Search code examples
sqlpostgresqlelixirphoenix-frameworkecto

Using LATERAL joins in Ecto v2.0


I'm trying to join the latest comment on a post record, like so:

comment = from c in Comment, order_by: [desc: c.inserted_at], limit: 1

post = Repo.all(
  from p in Post,
  where: p.id == 123,
  join: c in subquery(comment), on: c.post_id == p.id,
  select: [p.title, c.body],
  limit: 1
)

Which generates this SQL:

SELECT p0."title", 
       c1."body" 
FROM   "posts" AS p0 
       INNER JOIN (SELECT p0."id", 
                          p0."body", 
                          p0."inserted_at", 
                          p0."updated_at" 
                   FROM   "comments" AS p0 
                   ORDER  BY p0."inserted_at" DESC 
                   LIMIT  1) AS c1 
               ON c1."post_id" = p0."id" 
WHERE  ( p0."id" = 123 ) 
LIMIT  1 

It just returns nil. If I remove the on: c.post_id == p.id it'll return data, but obviously it'll return the lastest comment for all posts, not the post in question.

What am I doing wrong? A fix could be to use a LATERAL join subquery, but I can't figure out whether it's possible to pass the p reference into a subquery.

Thanks!


Solution

  • The issue was caused by the limit: 1 here:

    comment = from c in Comment, order_by: [desc: c.inserted_at], limit: 1
    

    Since the resulting query was SELECT * FROM "comments" AS p0 ORDER BY p0."inserted_at" DESC LIMIT 1, it was only returning the most recent comment on ANY post, not the post I was querying against.

    FYI the query was >150ms with ~200,000 comment rows, but that was brought down to ~12ms with a simple index:

    create index(:comments, ["(inserted_at::date) DESC"])
    

    It's worth noting that while this query works in returning the post in question and only the most recent comment, it'll actually return $number_of_comments rows if you remove the limit: 1. So say if you wanted to retrieve all 100 posts in your database with the most recent comment of each, and you had 200,000 comments in the database, this query would return 200,000 rows. Instead you should use a LATERAL join as discussed below.

    .

    Update

    Unfortunately ecto doesn't support LATERAL joins right now.

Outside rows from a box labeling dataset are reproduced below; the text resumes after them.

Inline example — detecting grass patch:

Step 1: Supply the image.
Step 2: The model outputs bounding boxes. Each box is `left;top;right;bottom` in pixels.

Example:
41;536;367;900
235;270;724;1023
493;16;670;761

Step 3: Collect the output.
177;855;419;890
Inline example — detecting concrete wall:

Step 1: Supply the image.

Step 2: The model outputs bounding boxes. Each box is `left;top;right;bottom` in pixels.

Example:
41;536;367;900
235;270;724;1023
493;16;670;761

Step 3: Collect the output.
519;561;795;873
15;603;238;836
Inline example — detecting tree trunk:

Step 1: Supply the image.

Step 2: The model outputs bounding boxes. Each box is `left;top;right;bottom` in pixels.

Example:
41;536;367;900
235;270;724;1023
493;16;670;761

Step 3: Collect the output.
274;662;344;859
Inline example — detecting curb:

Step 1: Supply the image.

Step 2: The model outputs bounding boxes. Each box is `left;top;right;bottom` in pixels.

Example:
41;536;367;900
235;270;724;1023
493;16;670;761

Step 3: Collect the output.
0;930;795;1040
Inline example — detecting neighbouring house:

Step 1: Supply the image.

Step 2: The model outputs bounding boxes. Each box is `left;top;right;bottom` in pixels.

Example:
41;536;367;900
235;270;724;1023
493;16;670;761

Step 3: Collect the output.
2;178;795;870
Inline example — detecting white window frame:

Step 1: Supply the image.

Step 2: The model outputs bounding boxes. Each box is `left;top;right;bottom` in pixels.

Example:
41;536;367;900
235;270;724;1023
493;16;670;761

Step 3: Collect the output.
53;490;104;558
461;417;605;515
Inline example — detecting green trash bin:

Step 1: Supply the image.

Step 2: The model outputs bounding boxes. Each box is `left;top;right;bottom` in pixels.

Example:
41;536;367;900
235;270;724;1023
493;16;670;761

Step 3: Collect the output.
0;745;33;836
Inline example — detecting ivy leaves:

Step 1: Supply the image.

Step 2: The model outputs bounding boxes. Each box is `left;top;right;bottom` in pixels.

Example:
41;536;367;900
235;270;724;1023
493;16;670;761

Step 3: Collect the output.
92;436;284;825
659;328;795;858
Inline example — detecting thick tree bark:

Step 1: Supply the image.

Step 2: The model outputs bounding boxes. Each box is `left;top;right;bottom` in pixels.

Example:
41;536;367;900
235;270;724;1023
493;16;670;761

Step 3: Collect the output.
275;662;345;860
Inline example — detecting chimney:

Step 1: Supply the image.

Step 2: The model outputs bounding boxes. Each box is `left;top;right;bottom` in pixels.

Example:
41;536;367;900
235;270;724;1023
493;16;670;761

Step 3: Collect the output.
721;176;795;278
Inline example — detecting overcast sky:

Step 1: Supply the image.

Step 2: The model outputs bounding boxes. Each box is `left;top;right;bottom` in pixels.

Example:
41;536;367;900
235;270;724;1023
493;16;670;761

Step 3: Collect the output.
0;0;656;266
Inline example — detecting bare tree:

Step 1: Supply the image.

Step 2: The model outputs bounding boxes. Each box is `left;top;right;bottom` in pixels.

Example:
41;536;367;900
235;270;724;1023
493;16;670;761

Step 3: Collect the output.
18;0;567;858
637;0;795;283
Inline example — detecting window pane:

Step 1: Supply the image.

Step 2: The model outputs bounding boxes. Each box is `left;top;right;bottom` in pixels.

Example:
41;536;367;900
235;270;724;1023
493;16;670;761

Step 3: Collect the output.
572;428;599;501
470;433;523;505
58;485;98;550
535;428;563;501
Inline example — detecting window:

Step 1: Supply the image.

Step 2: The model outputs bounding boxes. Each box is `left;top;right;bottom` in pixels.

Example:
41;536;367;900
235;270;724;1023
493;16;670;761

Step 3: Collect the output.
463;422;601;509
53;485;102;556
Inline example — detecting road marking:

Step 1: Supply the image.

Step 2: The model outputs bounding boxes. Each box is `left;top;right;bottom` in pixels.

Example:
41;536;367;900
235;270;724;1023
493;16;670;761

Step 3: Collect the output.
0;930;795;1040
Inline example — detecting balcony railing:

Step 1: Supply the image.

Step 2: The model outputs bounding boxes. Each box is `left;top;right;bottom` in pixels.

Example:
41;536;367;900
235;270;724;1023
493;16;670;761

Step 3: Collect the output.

    An ecto fragment would work great here, however the join query wraps the fragment in additional parentheses (i.e. INNER JOIN (LATERAL (SELECT …))), which isn't valid SQL, so you'd have to use raw SQL for now:

    sql = """
    
      SELECT p."title", 
             c."body" 
      FROM   "posts" AS p 
             INNER JOIN LATERAL (SELECT c."id", 
                                        c."body", 
                                        c."inserted_at" 
                         FROM   "comments" AS c 
                         WHERE  ( c."post_id" = p."id" ) 
                         ORDER  BY c."inserted_at" DESC 
                         LIMIT  1) AS c 
                     ON true 
      WHERE  ( p."id" = 123 ) 
      LIMIT  1
    
    """
    
    res = Ecto.Adapters.SQL.query!(Repo, sql, [])
    

    This query returns in <1ms on the same database.

    Note this doesn't return your Ecto model struct, just the raw response from Postgrex.